Note: 1st = first team, 2nd = second team, 3rd = third team, HM = honorable mention

===Other===
Since 1923, sixteen Fighting Illini golfers have won twenty-one Big Ten individual titles. Thirty-nine Fighting Illini golfers have received All-Big Ten honors.

==Coaching staff==
Mike Small is the head coach of the Illinois Fighting Illini men's golf team, and 2022-2023 will be his 22nd season with the Fighting Illini. He has been named Big Ten Conference Coach of the Year a record thirteen times and is also an eleven time NCAA Regional Coach of the Year as named by the Golf Coaches Association of America. As a professional, Small is a record-tying three time PGA Professional National Champion and has won the Illinois PGA Championship a record-setting twelve times.

==Notable alumni==
- Adrien Dumont de Chassart
- Luke Guthrie
- Nick Hardy
- Scott Langley
- Dylan Meyer
- Thomas Pieters
- D. A. Points
- Steve Stricker
- Thomas Detry

==Facilities==
===Demirjian Indoor Golf Practice Facility===
Opened in 2007, the university's $5.2 million, 14,150-square-foot Demirjian Indoor Golf Practice Facility features a 6,300-square-foot putting, chipping, and pitching area that includes sand bunkers and different strains of artificial grass, six heated hitting bays which open onto the range, team locker rooms, coaches offices and a team lounge.
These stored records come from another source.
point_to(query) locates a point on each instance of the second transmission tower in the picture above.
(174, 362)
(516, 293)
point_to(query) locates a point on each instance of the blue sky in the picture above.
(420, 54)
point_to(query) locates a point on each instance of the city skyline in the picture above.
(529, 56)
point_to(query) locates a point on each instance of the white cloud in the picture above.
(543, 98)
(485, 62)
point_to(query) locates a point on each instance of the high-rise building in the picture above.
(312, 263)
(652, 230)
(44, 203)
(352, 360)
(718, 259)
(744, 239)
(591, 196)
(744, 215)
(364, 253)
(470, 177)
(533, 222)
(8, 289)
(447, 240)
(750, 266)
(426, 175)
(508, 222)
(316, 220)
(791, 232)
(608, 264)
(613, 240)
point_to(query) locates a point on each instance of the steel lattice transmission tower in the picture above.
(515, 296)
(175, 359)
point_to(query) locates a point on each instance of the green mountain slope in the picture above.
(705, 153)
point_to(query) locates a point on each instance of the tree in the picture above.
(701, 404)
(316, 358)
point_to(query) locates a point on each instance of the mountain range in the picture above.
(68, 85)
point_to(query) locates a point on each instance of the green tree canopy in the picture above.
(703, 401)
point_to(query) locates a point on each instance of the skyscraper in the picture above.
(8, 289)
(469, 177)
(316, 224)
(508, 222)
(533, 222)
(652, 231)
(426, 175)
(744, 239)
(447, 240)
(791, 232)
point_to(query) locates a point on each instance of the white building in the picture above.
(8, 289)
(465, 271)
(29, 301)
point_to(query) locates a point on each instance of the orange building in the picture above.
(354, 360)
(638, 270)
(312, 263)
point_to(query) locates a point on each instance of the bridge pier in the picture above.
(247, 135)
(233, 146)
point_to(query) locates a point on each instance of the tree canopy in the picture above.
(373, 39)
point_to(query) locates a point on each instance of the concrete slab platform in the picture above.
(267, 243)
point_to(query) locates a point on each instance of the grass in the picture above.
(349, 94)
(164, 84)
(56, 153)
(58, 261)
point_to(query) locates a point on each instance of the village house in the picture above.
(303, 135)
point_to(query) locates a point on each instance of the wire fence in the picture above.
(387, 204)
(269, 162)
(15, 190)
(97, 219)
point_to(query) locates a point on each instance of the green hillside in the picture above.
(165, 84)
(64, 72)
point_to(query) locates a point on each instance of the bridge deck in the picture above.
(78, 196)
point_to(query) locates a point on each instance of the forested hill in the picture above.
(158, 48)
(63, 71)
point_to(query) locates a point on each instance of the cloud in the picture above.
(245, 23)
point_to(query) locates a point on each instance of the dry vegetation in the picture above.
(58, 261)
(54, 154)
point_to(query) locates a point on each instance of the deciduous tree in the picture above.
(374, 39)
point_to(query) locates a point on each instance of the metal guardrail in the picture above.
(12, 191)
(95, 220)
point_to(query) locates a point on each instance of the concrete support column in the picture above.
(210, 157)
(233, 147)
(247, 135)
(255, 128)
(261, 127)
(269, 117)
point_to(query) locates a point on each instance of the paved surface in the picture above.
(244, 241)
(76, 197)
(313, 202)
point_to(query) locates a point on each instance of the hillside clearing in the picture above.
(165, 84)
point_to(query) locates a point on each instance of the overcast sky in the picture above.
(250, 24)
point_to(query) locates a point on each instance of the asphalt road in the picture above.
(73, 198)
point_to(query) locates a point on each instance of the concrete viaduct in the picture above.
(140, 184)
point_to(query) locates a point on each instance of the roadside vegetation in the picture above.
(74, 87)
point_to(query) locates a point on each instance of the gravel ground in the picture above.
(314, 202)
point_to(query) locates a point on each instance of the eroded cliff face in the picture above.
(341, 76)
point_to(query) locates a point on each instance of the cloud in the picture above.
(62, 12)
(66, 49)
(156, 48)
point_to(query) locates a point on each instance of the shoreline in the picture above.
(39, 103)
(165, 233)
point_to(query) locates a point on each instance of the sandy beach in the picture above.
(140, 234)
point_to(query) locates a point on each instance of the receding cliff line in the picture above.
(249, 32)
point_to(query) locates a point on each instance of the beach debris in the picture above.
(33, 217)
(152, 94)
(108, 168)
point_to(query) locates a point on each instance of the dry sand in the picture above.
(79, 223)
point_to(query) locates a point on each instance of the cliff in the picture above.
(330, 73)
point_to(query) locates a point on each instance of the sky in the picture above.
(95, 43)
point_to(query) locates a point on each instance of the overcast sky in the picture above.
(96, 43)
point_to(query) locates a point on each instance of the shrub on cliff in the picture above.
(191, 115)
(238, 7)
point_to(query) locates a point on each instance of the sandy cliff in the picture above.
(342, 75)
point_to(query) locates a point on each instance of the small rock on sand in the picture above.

Prior to the completion of the Demirjian Indoor Golf Practice Facility, indoor practice's were typically held in the basement of Huff Hall on an old handball court. In 2008, the facility received an Honor Award from the American Institute of Architects Illinois Chapter in the Architecture Design Award Category.

===Lauritsen/Wohlers Outdoor Golf Practice Facility===
Construction on the $2 million, 24 acre facility began during the summer of 2014, with a completion date in fall of 2014. Taking inspiration from the Augusta National Golf Club practice facility, the Lauritsen/Wohlers Outdoor Golf Practice Facility was designed by Fighting Illini head coach Mike Small, former Fighting Illini and PGA Tour professional Steve Stricker, and golf course architect Jeff Brauer. Training center with target fairways, target greens, fairway and greenside bunkers, putting greens, chipping greens and a wedge area The outdoor facility is located directly adjacent to the Demirjian Indoor Practice Building.

===Atkins Golf Club===
The Fighting Illini men's golf team host its home matches at the Atkins Golf Club, located in Urbana, Illinois 5 mi southeast of the university's campus. The university course was originally designed by noted golf course architect Dick Nugent and his son Tim in 1999. The course is a 7,118-yard par 72, and the facilities include a practice and teaching center for the surrounding community. The Atkins Golf Club has hosted several Big Ten Conference men's and women's golf championships. Originally named Stone Creek Golf Club, the course was gifted to the University of Illinois Division of Intercollegiate Athletics by The Atkins Group and renamed to the Atkins Golf Club on June 30, 2020.